Here’s a provocative title, in its way: “When Virtual Screening Yields Inactive Drugs”. You can take that several ways, naturally. I mean, all screening programs come up with mostly inactive compounds – you actually get suspicious when the hit rate is too high, and “too high” might easily be something like 0.1%, depending on what target you’re screening against and what library of compounds you’re throwing at it. But in this case the authors are talking about the flood of screens (especially virtual screens) against coronavirus targets that started up in 2020.
Man oh man, were there ever a lot of those papers. You have to think that everyone who threw something like this together at the time got it published somewhere, right? And who would turn down a well-intentioned manuscript to identify compounds to fight a burgeoning pandemic? But even at the time, it was clear that not all of these papers were of equal quality, and that what’s more, they couldn’t all be right about what they’d identified. The first published X-ray structure (6LU7) of the coronavirus main protease hit in April 2020, and the virtual screening groups wasted no time – in fact, that very structure paper had some screening ideas, none of them in the end particularly fruitful, and that protease structure was later the basis for some truly humungous virtual screens by other groups. I think it’s safe to say that the coronavirus MPro has been virtually screened about as thoroughly as the current state of the art will allow. The authors of this new paper estimate at least 700 docking/screening efforts have been reported in one fashion or another.
But what have all these efforts led to? The first of those two giant screens just linked to was the subject of further work by another team, narrowing down its hit set by drug-likeness criteria, chemical diversity and the like. But the top 200 or so compounds arrived at by those cutoffs were of no interest as actual coronavirus protease inhibitors when they were screened. Meanwhile, the two best compounds from that second big-screen paper had about 30 to 50 micromolar potency, which isn’t anything to start a conga line with, either, not at full drug-sized molecular weights, anyway. All three of those screening papers took rather different computational approaches, though, and this new one proposes to go back over their hit sets with what is in theory a more discriminating tool, the Molecular Mechanics/Generalized Born Surface Area (MMGBSA) calculation. Like all such techniques, it’s not going to spit out the “real” binding energies (or at least that’s not the way to bet), but it should be better at rank-ordering a large set of compounds, if you have the horsepower available to do the calculations. It’s supposed to calculate low-energy poses for the molecules themselves, with attention to solvation energies, and also to allow for relaxation and wiggle room in the protein binding site in turn.

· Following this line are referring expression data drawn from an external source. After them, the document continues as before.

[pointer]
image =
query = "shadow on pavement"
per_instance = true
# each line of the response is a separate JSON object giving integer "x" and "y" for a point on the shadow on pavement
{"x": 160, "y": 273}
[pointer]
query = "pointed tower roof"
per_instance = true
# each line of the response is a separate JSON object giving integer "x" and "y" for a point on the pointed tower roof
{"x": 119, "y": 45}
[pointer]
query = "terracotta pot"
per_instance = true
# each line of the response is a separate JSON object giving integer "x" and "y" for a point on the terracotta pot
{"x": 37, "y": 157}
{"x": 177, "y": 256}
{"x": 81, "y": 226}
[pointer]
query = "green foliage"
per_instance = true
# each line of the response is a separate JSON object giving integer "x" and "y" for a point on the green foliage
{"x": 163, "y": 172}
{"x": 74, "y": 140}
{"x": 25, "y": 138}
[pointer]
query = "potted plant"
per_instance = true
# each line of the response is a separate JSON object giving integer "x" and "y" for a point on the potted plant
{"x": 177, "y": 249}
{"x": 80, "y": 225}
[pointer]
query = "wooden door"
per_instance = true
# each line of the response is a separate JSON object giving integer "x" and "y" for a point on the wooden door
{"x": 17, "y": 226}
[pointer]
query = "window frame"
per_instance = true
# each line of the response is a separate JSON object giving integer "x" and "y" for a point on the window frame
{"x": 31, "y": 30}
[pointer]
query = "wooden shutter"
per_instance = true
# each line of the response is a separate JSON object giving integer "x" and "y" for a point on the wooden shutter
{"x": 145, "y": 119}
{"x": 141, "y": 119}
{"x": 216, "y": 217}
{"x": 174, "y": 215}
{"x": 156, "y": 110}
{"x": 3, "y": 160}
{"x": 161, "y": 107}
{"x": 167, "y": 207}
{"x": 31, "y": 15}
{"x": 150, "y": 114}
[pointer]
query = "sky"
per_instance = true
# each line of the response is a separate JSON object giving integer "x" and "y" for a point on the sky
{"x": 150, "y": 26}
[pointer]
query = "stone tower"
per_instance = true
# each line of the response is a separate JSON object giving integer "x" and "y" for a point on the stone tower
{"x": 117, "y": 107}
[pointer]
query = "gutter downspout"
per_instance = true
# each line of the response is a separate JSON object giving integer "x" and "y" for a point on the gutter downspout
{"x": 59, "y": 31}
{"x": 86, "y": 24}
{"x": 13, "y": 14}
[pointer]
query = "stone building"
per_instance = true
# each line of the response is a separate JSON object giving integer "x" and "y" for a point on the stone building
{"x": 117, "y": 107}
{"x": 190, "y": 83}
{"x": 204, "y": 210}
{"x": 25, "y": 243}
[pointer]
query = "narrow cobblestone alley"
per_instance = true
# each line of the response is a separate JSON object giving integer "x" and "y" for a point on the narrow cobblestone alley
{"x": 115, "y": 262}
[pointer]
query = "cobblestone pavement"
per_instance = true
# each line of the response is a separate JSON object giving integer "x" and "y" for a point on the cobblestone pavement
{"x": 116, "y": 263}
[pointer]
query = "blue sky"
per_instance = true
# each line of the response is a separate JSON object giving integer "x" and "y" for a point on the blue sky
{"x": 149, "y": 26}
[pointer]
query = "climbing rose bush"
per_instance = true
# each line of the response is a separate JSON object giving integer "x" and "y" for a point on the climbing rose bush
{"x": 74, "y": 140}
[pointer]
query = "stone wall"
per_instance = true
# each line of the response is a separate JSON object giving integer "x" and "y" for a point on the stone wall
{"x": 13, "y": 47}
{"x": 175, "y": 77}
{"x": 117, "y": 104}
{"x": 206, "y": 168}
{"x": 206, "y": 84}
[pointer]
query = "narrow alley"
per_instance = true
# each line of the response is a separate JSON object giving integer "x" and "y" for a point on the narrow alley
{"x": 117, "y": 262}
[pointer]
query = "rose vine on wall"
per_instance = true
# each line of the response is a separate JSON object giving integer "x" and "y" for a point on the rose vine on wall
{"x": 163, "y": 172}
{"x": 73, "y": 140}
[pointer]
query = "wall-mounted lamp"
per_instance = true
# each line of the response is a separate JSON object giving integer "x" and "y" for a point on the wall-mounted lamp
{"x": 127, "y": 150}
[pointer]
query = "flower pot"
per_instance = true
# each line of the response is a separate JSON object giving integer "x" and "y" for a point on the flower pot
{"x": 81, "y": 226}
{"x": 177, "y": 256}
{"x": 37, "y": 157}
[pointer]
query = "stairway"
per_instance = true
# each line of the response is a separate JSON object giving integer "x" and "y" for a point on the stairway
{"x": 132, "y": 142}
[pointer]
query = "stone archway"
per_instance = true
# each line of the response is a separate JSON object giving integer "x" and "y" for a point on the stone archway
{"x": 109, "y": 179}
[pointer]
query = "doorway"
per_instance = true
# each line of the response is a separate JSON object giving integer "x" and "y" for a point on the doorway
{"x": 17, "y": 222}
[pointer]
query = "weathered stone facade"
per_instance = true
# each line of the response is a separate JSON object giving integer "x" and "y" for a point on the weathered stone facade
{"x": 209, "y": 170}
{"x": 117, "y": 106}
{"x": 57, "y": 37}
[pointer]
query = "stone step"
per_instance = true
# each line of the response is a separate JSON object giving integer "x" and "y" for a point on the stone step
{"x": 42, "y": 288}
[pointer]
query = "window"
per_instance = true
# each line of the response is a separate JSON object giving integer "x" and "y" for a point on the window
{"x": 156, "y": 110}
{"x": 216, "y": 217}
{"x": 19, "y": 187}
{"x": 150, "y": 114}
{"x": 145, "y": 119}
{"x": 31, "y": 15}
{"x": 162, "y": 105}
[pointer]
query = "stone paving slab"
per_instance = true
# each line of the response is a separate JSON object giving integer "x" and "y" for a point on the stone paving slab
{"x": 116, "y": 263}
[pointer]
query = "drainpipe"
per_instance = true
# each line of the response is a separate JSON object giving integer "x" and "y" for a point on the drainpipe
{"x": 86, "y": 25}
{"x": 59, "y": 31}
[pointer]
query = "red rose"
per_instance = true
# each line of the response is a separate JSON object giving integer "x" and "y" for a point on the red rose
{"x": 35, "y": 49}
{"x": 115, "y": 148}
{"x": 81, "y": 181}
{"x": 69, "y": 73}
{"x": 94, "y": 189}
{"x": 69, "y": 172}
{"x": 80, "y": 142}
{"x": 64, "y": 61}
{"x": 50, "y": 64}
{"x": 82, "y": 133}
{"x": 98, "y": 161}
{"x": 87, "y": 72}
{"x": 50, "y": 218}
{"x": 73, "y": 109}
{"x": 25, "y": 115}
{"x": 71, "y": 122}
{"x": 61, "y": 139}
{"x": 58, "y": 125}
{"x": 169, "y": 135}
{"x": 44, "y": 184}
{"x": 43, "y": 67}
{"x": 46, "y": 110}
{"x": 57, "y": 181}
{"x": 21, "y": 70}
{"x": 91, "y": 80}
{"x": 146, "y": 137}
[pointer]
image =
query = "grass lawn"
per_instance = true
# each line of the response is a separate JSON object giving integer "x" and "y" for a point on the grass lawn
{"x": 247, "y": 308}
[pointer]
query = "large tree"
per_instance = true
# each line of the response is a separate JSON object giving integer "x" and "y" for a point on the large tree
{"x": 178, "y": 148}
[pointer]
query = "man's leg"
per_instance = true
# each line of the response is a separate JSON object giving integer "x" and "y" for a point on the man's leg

So the authors re-scored the virtual screens above using this new criterion, and actually tested the best of these new hit sets against the coronavirus protease itself (since these were screens of what should be known commercially available compounds). Interestingly, many of the 200 or so compounds re-scored previously from the first big-screen paper showed up again by this method, although there were certainly some new ones in there. But actual testing of the top of the lists from both re-scoring efforts yielding nothing of interest whatsoever – the best compound, on dose-reponse testing, came in with an IC50 of about 800 micromolar, which for a compound of its molecular weight is simply useless. In the end, none of these large state-of-the-art virtual screens have produced anything that is in any way a candidate for a coronavirus protease inhibitor. Indeed, they have a great deal of difficulty producing anything that even measurably binds to the target at all.

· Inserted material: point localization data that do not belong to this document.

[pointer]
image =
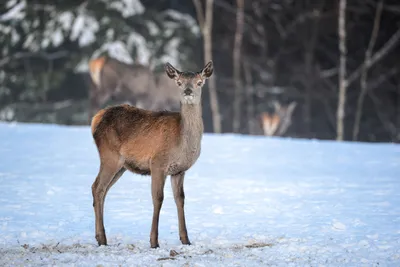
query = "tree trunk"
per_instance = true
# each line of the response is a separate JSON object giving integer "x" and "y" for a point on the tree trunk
{"x": 342, "y": 72}
{"x": 364, "y": 73}
{"x": 249, "y": 95}
{"x": 310, "y": 75}
{"x": 236, "y": 65}
{"x": 206, "y": 23}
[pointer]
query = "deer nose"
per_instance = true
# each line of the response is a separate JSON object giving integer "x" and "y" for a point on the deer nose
{"x": 188, "y": 91}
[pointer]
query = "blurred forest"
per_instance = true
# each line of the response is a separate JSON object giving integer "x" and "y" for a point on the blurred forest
{"x": 298, "y": 68}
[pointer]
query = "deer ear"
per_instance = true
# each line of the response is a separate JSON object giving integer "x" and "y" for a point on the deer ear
{"x": 207, "y": 71}
{"x": 171, "y": 71}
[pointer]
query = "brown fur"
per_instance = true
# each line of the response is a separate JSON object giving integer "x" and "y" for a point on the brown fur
{"x": 158, "y": 143}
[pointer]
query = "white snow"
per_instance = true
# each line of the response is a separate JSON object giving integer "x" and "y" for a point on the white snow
{"x": 250, "y": 201}
{"x": 126, "y": 7}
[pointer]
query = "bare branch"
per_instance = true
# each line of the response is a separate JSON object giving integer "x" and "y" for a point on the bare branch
{"x": 364, "y": 75}
{"x": 200, "y": 13}
{"x": 342, "y": 71}
{"x": 236, "y": 64}
{"x": 377, "y": 56}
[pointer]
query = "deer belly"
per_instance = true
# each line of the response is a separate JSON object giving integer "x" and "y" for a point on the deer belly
{"x": 183, "y": 164}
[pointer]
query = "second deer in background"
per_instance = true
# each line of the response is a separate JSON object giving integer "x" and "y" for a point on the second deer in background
{"x": 277, "y": 122}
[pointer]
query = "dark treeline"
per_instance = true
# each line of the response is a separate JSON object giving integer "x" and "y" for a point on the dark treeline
{"x": 267, "y": 55}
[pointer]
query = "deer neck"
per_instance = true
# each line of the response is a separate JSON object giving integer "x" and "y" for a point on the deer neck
{"x": 191, "y": 128}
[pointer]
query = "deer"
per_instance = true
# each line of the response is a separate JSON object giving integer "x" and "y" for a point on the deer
{"x": 155, "y": 143}
{"x": 134, "y": 83}
{"x": 277, "y": 123}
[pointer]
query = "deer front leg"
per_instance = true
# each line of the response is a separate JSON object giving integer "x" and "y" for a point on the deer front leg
{"x": 179, "y": 196}
{"x": 157, "y": 191}
{"x": 110, "y": 172}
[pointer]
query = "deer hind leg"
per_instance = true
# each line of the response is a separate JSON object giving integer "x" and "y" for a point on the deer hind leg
{"x": 179, "y": 196}
{"x": 110, "y": 171}
{"x": 157, "y": 191}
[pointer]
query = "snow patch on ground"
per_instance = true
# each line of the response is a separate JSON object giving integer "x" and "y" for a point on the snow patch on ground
{"x": 250, "y": 201}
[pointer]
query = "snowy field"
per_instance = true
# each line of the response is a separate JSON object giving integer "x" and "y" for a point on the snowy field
{"x": 250, "y": 201}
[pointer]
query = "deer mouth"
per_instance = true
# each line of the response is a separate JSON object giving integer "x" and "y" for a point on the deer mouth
{"x": 188, "y": 97}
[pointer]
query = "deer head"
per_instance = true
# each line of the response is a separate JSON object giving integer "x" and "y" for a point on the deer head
{"x": 189, "y": 83}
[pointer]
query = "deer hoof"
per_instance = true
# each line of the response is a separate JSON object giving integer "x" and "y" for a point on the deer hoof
{"x": 101, "y": 240}
{"x": 154, "y": 246}
{"x": 185, "y": 241}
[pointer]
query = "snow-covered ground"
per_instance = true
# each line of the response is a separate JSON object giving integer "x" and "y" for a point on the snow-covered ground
{"x": 250, "y": 201}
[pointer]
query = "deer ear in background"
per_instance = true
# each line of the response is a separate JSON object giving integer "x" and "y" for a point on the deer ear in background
{"x": 207, "y": 71}
{"x": 171, "y": 71}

This might be worth keeping in mind the next time someone tries to hype you up about virtual screening. The authors of this new paper say that they are hoping to see fewer papers that involve “overproduction of VS works that simulate a single crystal and a few randomly selected molecules“, and note that “The increasing number of ‘false theoretical friends’ in the literature will not help to rationalize the search of an efficient antiviral.” They’re being too diplomatic, but I don’t have to be. This stuff not only does no good, it does actual harm. It gives outside observers ideas about the efficacy of virtual screening that are simply not confirmed by real-world experiments, and it clutters up the literature with proposals that lead nowhere. If you’re going to virtually screen big databases of available compounds, don’t stop there: go screen some of your damn hits in a lab and see if they’re any good.
The time for publishing papers that are nothing more than “Here are a bunch of compounds proposed by our software!” should have ended, and the time when you could publish such lists in the expectation that there were actionable hits in there has not yet arrived. Virtual screening is still at that awkward age when claims need to be backed up with hard data. At the risk of sounding like a curmudgeonly pain in the rear, I’d be fine if journals started rejecting every one of these papers that don’t provide any.